Having attended a Chinese Buddhist ceremony (it was bilingual; chanting was done in Chinese with certain parts of the ceremony conducted in both Mandarin and English), I can attest to this from personal experience. During the Gratitude and Memorial Ceremony I attended, I was on the verge of weeping several times, for no reason I could discern, and the same thing happened to me the first few times I heard the Heart Sutra being chanted. There is something about these rituals that deeply touches the heart-mind and can stir up very intense emotions; I really felt an overwhelming sense of compassion from the Buddhas and Bodhisattvas being manifested in an incredibly direct way. After some of these ceremonies I also noticed my perception seemed slightly altered, the way it sometimes is after long meditation sessions; my experience of color was heightened and there was a sense of 'spaciousness' in my awareness.

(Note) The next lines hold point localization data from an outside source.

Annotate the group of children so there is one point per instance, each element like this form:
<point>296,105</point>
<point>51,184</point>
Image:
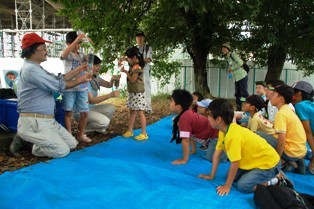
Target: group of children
<point>273,139</point>
<point>77,99</point>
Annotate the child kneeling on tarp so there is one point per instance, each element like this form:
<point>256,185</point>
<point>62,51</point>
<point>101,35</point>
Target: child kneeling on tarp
<point>253,160</point>
<point>189,127</point>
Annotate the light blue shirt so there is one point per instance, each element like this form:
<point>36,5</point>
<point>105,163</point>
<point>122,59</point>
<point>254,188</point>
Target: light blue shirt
<point>305,111</point>
<point>36,88</point>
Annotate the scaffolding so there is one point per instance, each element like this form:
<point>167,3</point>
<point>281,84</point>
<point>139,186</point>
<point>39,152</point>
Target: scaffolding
<point>32,16</point>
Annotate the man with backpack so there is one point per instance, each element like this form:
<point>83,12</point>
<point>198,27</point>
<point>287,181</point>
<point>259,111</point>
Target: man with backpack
<point>238,72</point>
<point>146,51</point>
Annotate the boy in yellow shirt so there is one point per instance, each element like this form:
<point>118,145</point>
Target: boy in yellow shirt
<point>253,105</point>
<point>253,160</point>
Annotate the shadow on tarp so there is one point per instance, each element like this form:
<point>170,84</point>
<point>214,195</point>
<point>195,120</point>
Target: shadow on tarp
<point>124,173</point>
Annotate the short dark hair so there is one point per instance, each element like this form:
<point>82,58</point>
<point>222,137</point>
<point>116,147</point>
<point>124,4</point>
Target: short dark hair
<point>70,37</point>
<point>305,96</point>
<point>135,52</point>
<point>182,97</point>
<point>274,83</point>
<point>199,96</point>
<point>262,83</point>
<point>286,92</point>
<point>97,60</point>
<point>27,52</point>
<point>222,108</point>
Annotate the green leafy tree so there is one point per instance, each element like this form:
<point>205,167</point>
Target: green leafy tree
<point>282,31</point>
<point>196,26</point>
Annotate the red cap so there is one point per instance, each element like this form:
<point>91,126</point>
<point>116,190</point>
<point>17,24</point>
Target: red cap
<point>32,38</point>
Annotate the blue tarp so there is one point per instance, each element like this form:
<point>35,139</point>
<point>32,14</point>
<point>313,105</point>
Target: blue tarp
<point>124,173</point>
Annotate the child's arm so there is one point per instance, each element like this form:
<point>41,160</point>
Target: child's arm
<point>215,164</point>
<point>281,143</point>
<point>71,74</point>
<point>70,47</point>
<point>83,79</point>
<point>225,189</point>
<point>185,150</point>
<point>96,100</point>
<point>131,77</point>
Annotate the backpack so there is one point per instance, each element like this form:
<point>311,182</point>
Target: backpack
<point>280,197</point>
<point>244,66</point>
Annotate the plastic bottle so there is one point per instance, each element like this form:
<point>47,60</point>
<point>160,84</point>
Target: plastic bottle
<point>90,59</point>
<point>230,75</point>
<point>116,82</point>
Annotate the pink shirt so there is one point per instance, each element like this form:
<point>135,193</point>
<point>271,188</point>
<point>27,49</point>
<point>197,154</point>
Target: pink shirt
<point>192,124</point>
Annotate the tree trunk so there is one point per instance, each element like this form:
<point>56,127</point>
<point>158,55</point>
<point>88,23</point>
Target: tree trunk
<point>200,74</point>
<point>275,62</point>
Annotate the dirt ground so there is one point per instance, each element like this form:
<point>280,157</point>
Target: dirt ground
<point>118,126</point>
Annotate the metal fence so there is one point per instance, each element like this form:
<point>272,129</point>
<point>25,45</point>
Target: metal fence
<point>221,86</point>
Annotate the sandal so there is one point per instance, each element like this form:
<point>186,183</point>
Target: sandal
<point>84,138</point>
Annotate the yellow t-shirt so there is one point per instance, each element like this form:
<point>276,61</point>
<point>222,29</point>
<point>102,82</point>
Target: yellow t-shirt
<point>259,123</point>
<point>286,121</point>
<point>251,150</point>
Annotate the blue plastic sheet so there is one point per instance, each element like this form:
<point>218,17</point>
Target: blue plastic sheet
<point>124,173</point>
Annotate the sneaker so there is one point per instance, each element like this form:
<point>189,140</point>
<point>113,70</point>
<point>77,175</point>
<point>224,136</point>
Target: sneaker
<point>311,167</point>
<point>149,112</point>
<point>84,139</point>
<point>16,146</point>
<point>284,181</point>
<point>141,137</point>
<point>203,148</point>
<point>128,134</point>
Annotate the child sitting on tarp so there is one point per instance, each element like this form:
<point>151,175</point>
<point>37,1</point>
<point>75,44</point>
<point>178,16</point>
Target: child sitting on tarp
<point>253,105</point>
<point>253,160</point>
<point>188,127</point>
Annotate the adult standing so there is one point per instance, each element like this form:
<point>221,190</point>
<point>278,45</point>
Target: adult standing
<point>147,53</point>
<point>99,115</point>
<point>238,73</point>
<point>36,102</point>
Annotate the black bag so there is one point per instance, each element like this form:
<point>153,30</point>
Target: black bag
<point>244,66</point>
<point>7,94</point>
<point>279,197</point>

Maybe it sounds a bit silly typing this here, but Kongfuzi was absolutely right about the power of rite.

Raksha wrote:
Until quite recently, when the East has come to completely copy the West, Asians typically had less disconnect between their hearts and their minds than Westerners.


The character 心 xin can be translated as 'heart' or 'mind'. Some translators use 'heart-mind' which is a little awkward but I kind of like it. Emotion is part of our cognitive processes whether we acknowledge it or not. And the reverse is true as well; I think was Pascal who said "The heart has reasons of which reason knows not."